These are my friends on the way to work. They’re usually asleep. There’s about six more, and they all hang out around the food carts. I can’t imagine why, the frying oil smells like their butts. Oh, wait, that’s why…
A short post tonight, but an important one to me, as I prepare to leave Bogota. I’ve been working some very long hours on a set of reports that signal the end of my time here. News came out today of the signing of Colombia’s peace accords, and as I stared at the document on my screen, I had a knot in my throat – they’ve fought so long, and now battled for peace for four years more, and finally, the end is in sight.
I’m feeling the same, on a one-person’s-journey scale. It has been hard to pay attention to anything but work, but I knew the time was coming when I’d leave Bogota. This last stretch has been a lot of work – a lot of data to analyze, a lot of interviews and focus groups, a lot of surveys, a lot of stories about life Colombia outside the lovely capital cities. Our team did 20,000 interviews in five months. Then, the better part of the team vanished and the analysis came down to just a scant bunch. And the responsibility to me – I’ve worn it heavily, sometimes like a big whiner. Often!

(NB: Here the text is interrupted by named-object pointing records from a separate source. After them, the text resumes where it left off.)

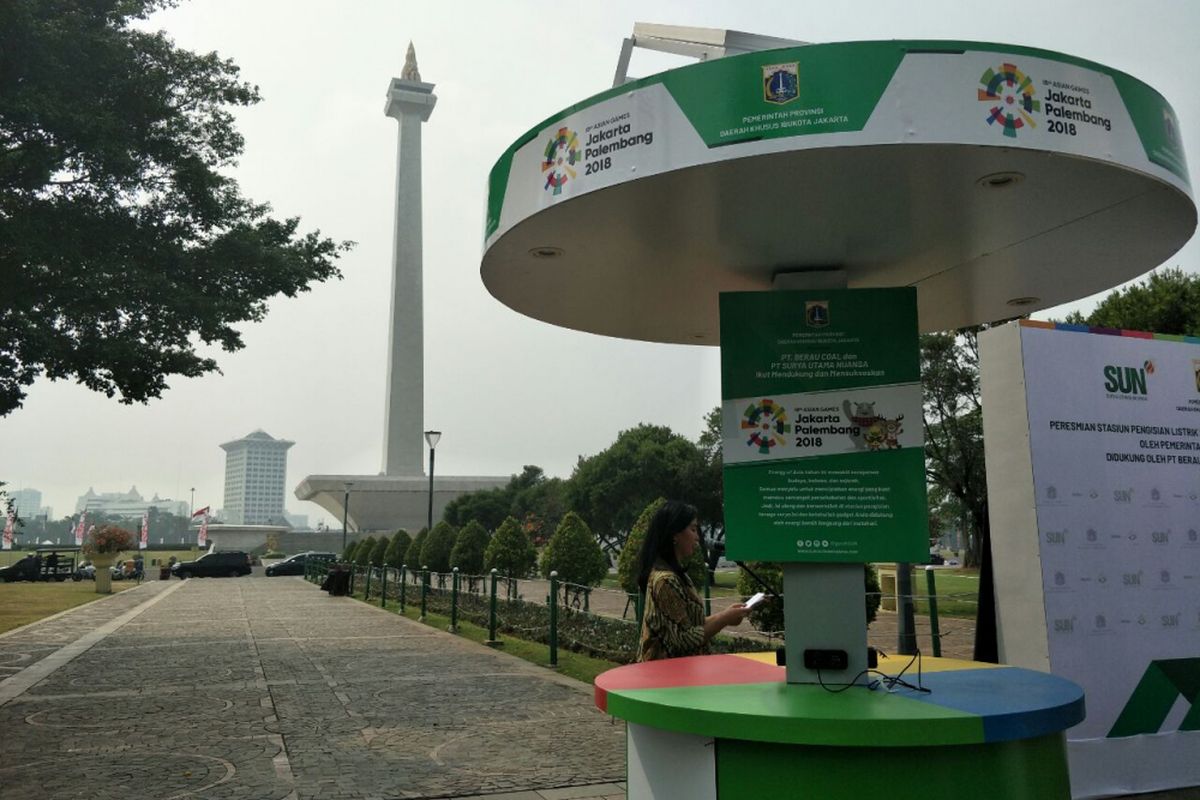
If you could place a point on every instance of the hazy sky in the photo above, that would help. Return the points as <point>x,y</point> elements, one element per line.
<point>504,389</point>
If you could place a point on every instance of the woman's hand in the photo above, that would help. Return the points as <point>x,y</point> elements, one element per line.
<point>736,613</point>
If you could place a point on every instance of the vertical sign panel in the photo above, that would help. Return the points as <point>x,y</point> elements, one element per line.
<point>822,426</point>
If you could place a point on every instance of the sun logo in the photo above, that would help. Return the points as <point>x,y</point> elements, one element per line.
<point>767,423</point>
<point>559,158</point>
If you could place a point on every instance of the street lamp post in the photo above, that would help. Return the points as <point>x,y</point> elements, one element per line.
<point>346,510</point>
<point>431,438</point>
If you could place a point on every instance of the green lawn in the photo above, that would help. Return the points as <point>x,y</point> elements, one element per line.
<point>22,603</point>
<point>958,591</point>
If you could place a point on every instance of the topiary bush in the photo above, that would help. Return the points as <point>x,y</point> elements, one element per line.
<point>510,552</point>
<point>413,557</point>
<point>575,554</point>
<point>397,548</point>
<point>436,553</point>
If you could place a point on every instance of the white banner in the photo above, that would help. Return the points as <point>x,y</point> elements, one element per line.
<point>1114,427</point>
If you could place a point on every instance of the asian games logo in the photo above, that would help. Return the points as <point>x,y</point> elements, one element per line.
<point>559,158</point>
<point>1011,91</point>
<point>767,423</point>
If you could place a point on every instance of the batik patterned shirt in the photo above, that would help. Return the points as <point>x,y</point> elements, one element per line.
<point>673,618</point>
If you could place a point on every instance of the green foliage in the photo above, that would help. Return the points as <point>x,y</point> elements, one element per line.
<point>529,495</point>
<point>611,488</point>
<point>115,148</point>
<point>379,551</point>
<point>768,615</point>
<point>574,553</point>
<point>954,447</point>
<point>468,548</point>
<point>628,563</point>
<point>413,557</point>
<point>436,553</point>
<point>510,552</point>
<point>397,548</point>
<point>1167,301</point>
<point>364,551</point>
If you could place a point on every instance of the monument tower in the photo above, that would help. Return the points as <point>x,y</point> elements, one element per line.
<point>399,495</point>
<point>409,102</point>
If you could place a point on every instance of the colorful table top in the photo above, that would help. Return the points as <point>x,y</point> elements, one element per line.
<point>747,697</point>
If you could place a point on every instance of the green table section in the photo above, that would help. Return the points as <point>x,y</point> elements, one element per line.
<point>991,731</point>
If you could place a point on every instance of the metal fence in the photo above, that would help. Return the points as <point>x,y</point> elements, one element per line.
<point>598,621</point>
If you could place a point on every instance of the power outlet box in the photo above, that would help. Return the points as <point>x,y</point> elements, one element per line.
<point>829,660</point>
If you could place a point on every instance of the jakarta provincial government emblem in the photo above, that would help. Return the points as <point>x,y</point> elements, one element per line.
<point>816,313</point>
<point>781,82</point>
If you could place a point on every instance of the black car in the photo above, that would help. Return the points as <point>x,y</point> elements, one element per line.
<point>295,564</point>
<point>214,565</point>
<point>25,569</point>
<point>45,564</point>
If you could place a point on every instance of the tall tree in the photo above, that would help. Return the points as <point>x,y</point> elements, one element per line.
<point>1165,301</point>
<point>611,488</point>
<point>954,455</point>
<point>124,244</point>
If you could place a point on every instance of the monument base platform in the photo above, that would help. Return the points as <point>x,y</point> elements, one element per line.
<point>390,501</point>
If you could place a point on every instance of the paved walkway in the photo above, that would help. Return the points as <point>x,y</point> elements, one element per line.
<point>267,687</point>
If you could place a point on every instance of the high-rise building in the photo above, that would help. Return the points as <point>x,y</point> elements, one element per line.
<point>256,471</point>
<point>28,504</point>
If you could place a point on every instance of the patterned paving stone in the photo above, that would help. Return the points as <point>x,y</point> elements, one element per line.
<point>259,687</point>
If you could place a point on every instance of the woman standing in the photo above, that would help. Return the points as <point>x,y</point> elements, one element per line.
<point>673,623</point>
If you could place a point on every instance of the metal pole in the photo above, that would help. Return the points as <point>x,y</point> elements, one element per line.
<point>491,613</point>
<point>907,633</point>
<point>708,593</point>
<point>425,590</point>
<point>553,618</point>
<point>430,525</point>
<point>346,512</point>
<point>933,612</point>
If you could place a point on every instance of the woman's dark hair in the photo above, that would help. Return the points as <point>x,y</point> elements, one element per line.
<point>659,543</point>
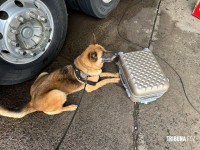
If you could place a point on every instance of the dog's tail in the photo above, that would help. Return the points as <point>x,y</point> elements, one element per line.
<point>16,113</point>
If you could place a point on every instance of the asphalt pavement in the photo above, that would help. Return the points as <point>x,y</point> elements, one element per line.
<point>107,119</point>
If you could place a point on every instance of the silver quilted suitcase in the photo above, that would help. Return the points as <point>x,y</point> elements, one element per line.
<point>142,76</point>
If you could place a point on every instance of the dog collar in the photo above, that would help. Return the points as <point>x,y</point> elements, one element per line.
<point>82,76</point>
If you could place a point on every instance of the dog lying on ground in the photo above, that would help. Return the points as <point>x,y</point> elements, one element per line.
<point>49,91</point>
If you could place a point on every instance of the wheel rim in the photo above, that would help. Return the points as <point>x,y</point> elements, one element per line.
<point>107,1</point>
<point>26,30</point>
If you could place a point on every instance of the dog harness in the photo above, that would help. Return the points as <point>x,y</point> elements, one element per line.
<point>82,76</point>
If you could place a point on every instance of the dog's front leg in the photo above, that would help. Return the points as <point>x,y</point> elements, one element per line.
<point>108,74</point>
<point>90,88</point>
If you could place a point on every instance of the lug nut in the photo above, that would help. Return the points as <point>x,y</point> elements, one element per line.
<point>48,29</point>
<point>20,19</point>
<point>14,30</point>
<point>33,54</point>
<point>32,15</point>
<point>21,52</point>
<point>43,19</point>
<point>14,43</point>
<point>42,48</point>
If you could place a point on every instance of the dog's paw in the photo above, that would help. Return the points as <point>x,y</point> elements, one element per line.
<point>73,107</point>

I knew that when I finished, I could start the next chapter of my life, blah blah blah. So melodramatic. Anyway, it has felt like carrying a load of cantaloupes. Even when one got removed, I still was off balance, burdened, unsteady, too many damn melons. Now, finally, the load is starting to lessen. Tomorrow we give the client the big presentation on the data. Tomorrow night my friends are having a “so long Keri” party for me. A week later, I will be packed and waiting for my flight back to DC, some time with family, and then on to Madrid.
But what do I leave when I leave here? It’s a story that’s been building while the cantaloupes have been falling where they may. (That’s a metaphor, right?) This week I’m going to tell a bit of that story so I can remember better all the stuff that life has been made of here. I’m taking pictures, reminiscing, and hanging out with the ones I do love here. And I’ll put it right down on the interwebs. It’s my way of saying goodbye proper-like.